Les critiques ont prévenu que ces mesures seraient désastreuses, et beaucoup ont tenu pour acquis que les solutions proposées aggraveraient la récession en Argentine.

L’ancien directeur du département de l’hémisphère occidental du Fonds monétaire international, Alejandro Werner, a déclaré que la stratégie de Milei pourrait maîtriser l’inflation, mais à un prix très élevé.

« Une profonde récession aura également lieu », écrit Werner , « à mesure que la consolidation budgétaire se mettra en place et que la baisse des revenus des ménages déprimera la consommation et que l’incertitude pèsera sur l’investissement. »

Felix Salmon, correspondant financier en chef d’ Axios , est du même avis , comparant la politique de Milei à « une boule de démolition ». « Les coupes budgétaires de Milei provoqueront une chute des revenus des ménages, ainsi qu’une profonde récession », écrit Salmon.

Malgré ces avertissements, Milei a mis en œuvre son plan de « thérapie de choc » dans les premiers mois de sa présidence.

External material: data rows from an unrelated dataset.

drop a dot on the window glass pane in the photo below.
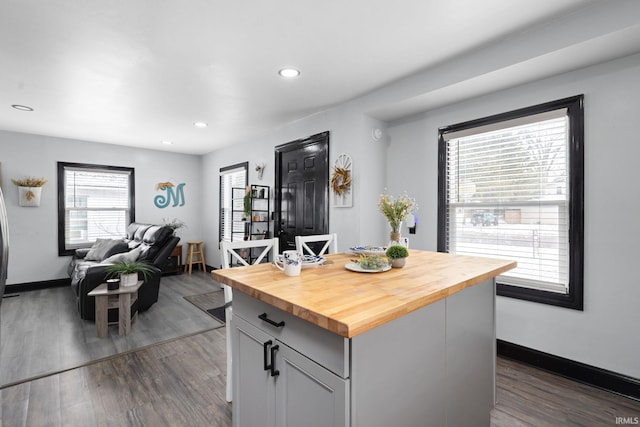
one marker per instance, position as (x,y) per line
(507,197)
(96,204)
(232,188)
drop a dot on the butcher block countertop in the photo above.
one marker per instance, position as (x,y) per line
(349,303)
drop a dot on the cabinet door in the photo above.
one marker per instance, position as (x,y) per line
(307,394)
(253,386)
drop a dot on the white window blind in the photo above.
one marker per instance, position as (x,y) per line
(231,228)
(96,205)
(508,197)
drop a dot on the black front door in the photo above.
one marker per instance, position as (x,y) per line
(302,189)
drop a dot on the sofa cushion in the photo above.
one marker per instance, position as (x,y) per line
(104,248)
(130,256)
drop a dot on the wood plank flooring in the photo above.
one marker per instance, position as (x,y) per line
(42,333)
(181,382)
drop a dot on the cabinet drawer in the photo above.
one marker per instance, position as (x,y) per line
(318,344)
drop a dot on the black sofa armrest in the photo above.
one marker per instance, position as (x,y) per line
(162,256)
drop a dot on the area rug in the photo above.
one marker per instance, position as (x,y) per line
(211,302)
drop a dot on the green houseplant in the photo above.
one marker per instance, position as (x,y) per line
(29,190)
(128,271)
(397,254)
(247,203)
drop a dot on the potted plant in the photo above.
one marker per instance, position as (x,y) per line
(29,190)
(396,210)
(397,254)
(175,224)
(128,271)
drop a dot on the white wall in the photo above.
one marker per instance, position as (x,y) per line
(350,133)
(605,334)
(33,231)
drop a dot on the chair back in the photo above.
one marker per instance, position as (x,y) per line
(331,241)
(231,251)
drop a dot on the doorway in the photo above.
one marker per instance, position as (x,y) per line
(301,194)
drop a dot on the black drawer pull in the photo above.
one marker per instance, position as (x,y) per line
(274,371)
(264,317)
(265,347)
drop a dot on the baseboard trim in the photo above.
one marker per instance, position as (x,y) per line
(34,286)
(586,374)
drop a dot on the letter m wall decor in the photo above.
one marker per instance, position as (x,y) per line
(172,194)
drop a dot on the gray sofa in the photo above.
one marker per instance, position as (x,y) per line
(147,242)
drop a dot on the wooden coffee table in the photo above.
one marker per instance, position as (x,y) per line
(122,298)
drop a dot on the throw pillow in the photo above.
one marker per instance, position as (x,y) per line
(100,249)
(130,256)
(118,248)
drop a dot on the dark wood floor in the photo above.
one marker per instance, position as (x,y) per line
(42,332)
(180,382)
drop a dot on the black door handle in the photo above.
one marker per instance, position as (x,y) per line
(274,371)
(265,347)
(264,317)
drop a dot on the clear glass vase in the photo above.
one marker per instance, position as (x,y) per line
(394,236)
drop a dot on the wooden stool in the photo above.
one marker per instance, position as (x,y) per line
(194,248)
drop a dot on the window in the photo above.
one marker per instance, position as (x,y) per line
(511,186)
(94,201)
(232,177)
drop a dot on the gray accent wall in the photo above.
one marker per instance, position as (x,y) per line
(605,334)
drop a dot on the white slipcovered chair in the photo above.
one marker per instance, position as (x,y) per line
(231,253)
(331,241)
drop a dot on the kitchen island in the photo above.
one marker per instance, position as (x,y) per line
(413,346)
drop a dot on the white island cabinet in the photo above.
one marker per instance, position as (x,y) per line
(408,347)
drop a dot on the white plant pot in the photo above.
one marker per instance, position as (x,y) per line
(29,196)
(129,279)
(398,262)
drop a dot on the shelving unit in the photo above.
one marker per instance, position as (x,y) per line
(257,225)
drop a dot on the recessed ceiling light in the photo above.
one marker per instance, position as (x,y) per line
(22,107)
(289,73)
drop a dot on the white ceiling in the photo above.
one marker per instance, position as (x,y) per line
(141,71)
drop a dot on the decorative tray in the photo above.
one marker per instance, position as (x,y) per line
(354,266)
(308,261)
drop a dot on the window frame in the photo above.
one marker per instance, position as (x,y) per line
(244,165)
(62,247)
(574,298)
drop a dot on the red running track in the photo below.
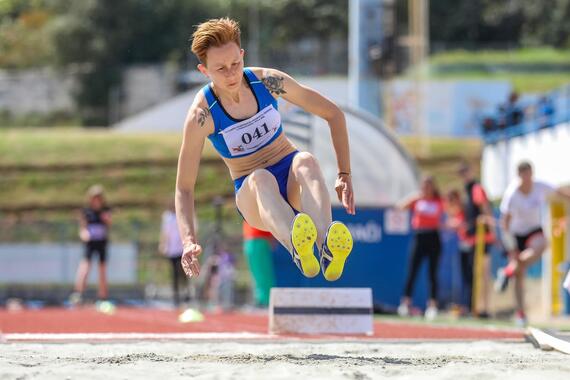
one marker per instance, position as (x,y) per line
(138,320)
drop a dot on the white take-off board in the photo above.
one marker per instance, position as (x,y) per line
(321,311)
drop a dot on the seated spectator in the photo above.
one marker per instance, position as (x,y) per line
(514,113)
(545,112)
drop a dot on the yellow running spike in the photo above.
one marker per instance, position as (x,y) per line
(303,237)
(336,249)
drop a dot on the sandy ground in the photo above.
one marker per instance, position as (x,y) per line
(479,360)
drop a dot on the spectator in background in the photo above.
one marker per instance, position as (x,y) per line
(427,212)
(545,111)
(94,223)
(170,246)
(489,125)
(476,208)
(523,236)
(514,113)
(456,221)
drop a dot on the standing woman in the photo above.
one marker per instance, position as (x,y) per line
(94,223)
(277,188)
(427,211)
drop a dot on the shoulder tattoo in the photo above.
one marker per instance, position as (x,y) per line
(274,84)
(203,114)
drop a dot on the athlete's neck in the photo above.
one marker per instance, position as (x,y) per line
(525,187)
(230,96)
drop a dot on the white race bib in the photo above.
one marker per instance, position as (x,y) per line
(249,135)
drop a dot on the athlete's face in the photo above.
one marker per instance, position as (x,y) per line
(526,176)
(224,66)
(96,202)
(427,188)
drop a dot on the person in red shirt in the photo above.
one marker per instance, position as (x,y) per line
(427,211)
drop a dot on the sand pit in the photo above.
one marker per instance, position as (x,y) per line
(481,360)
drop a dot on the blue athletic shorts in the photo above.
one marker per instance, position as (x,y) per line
(280,171)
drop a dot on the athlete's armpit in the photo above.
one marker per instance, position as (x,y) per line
(203,114)
(274,84)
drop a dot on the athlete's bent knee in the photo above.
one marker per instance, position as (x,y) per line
(306,160)
(261,178)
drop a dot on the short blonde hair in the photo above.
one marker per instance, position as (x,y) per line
(214,32)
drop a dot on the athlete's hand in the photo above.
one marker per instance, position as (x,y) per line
(343,187)
(189,260)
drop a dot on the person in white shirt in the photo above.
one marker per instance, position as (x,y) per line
(170,246)
(523,237)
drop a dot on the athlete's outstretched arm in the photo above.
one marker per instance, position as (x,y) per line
(281,84)
(197,127)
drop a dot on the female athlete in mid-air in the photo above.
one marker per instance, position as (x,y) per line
(278,189)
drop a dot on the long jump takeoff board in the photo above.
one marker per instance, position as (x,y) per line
(321,311)
(550,339)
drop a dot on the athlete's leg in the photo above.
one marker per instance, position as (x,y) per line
(264,208)
(434,254)
(82,272)
(103,291)
(307,192)
(519,291)
(535,247)
(486,280)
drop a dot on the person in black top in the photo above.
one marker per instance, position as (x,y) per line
(94,223)
(476,208)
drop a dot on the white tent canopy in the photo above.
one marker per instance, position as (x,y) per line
(383,173)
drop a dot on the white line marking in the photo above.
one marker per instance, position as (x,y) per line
(22,337)
(545,339)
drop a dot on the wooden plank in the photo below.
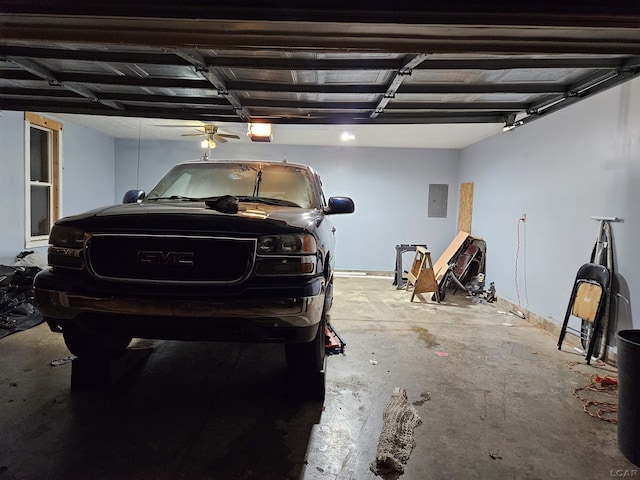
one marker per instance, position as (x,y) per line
(421,276)
(440,267)
(585,304)
(466,207)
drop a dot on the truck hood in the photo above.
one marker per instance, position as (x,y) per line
(194,217)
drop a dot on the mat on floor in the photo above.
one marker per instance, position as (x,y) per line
(396,441)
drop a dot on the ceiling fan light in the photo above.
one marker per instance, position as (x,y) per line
(208,143)
(259,132)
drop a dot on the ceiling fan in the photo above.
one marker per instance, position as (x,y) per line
(210,131)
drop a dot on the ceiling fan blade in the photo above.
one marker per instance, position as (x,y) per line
(180,126)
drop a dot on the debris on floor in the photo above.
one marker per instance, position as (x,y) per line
(62,361)
(17,306)
(396,439)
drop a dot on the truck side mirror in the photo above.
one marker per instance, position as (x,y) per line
(133,196)
(340,205)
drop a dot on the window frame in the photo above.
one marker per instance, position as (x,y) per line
(54,129)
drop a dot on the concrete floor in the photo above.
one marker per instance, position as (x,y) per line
(499,406)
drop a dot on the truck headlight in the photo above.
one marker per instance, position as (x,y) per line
(66,248)
(293,254)
(66,237)
(287,244)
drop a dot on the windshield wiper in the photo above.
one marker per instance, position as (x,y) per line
(268,201)
(181,198)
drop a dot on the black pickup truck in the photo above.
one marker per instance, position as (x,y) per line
(218,250)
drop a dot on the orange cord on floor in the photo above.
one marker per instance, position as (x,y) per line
(606,385)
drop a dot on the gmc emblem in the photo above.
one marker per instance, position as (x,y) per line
(156,257)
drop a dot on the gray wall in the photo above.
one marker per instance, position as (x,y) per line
(390,188)
(559,170)
(87,179)
(579,162)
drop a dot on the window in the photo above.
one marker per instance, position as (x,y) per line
(42,173)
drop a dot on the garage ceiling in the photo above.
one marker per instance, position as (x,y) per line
(349,63)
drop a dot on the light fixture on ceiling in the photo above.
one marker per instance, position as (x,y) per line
(259,132)
(208,143)
(347,136)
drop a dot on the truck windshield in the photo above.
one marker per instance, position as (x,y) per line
(289,184)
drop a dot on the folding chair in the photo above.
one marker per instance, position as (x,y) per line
(587,302)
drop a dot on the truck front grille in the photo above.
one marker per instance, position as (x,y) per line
(170,259)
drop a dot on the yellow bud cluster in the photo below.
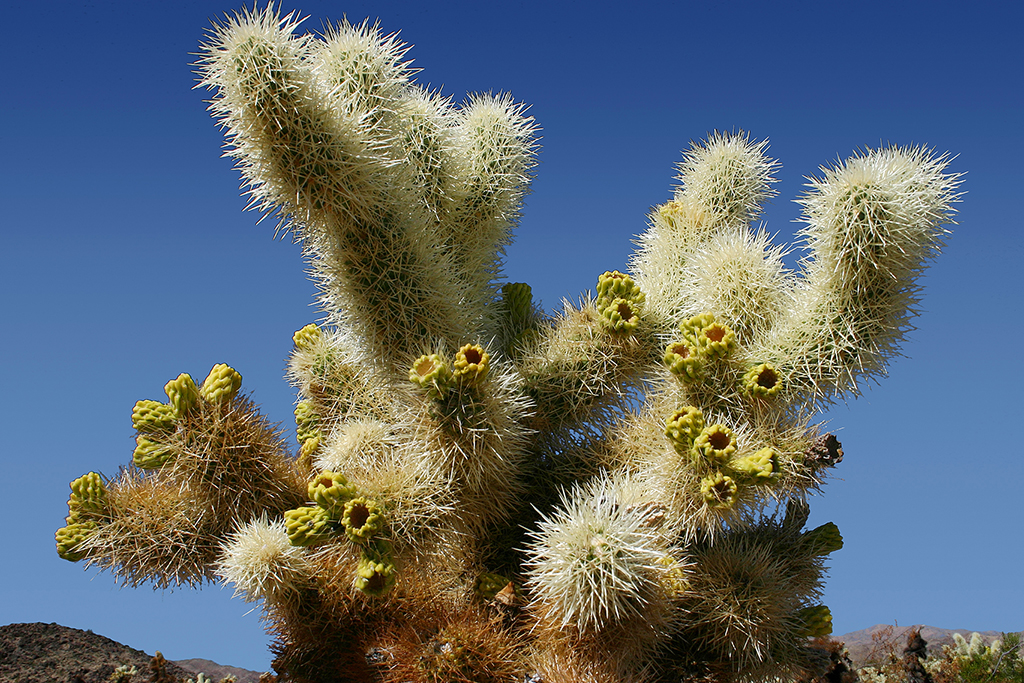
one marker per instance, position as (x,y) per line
(221,384)
(307,337)
(183,393)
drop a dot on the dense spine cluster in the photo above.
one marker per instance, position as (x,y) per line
(482,492)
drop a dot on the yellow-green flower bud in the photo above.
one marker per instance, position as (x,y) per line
(719,491)
(182,392)
(691,328)
(471,365)
(714,445)
(363,519)
(153,417)
(612,285)
(331,491)
(306,337)
(307,525)
(684,360)
(621,315)
(70,537)
(757,468)
(488,585)
(376,572)
(88,495)
(815,622)
(518,301)
(762,381)
(823,540)
(716,340)
(151,455)
(221,384)
(431,374)
(673,577)
(683,427)
(306,422)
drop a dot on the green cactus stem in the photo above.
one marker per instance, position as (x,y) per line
(306,422)
(716,340)
(150,455)
(816,621)
(684,360)
(154,417)
(683,427)
(719,491)
(363,519)
(823,540)
(471,365)
(308,525)
(221,384)
(69,538)
(88,495)
(376,572)
(762,381)
(612,285)
(307,337)
(714,445)
(331,491)
(621,316)
(432,374)
(761,467)
(182,393)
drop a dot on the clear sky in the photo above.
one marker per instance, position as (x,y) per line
(127,258)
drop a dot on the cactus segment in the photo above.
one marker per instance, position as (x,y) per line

Des dizaines de milliers de fonctionnaires ont été licenciés, ainsi que plus de la moitié des ministères, dont le ministère de la Culture, ainsi que les ministères du Travail, du Développement social, de la Santé et de l’Éducation (que Milei a surnommé « le ministère de l’Endoctrinement »). De nombreuses subventions gouvernementales ont été supprimées et la valeur du peso a été réduite de moitié.

Même avant que les politiques de Milei aient eu une chance de réussir, nombreux étaient ceux qui continuaient à les attaquer.

« Les électrochocs poussent de plus en plus de gens vers la pauvreté », écrivait début mars le journaliste Lautaro Grinspan dans Foreign Policy . « Selon les données officielles du gouvernement , les prix des denrées alimentaires ont augmenté d’environ 50 % . »

Pourtant, les données officielles du gouvernement citées par Grinspan étaient un rapport de décembre 2023, avant même que Milei n’accède à la présidence.

Contrairement aux prédictions les plus sombres, les résultats de la politique de Milei ont été meilleurs que ce que beaucoup de ses partisans avaient osé espérer.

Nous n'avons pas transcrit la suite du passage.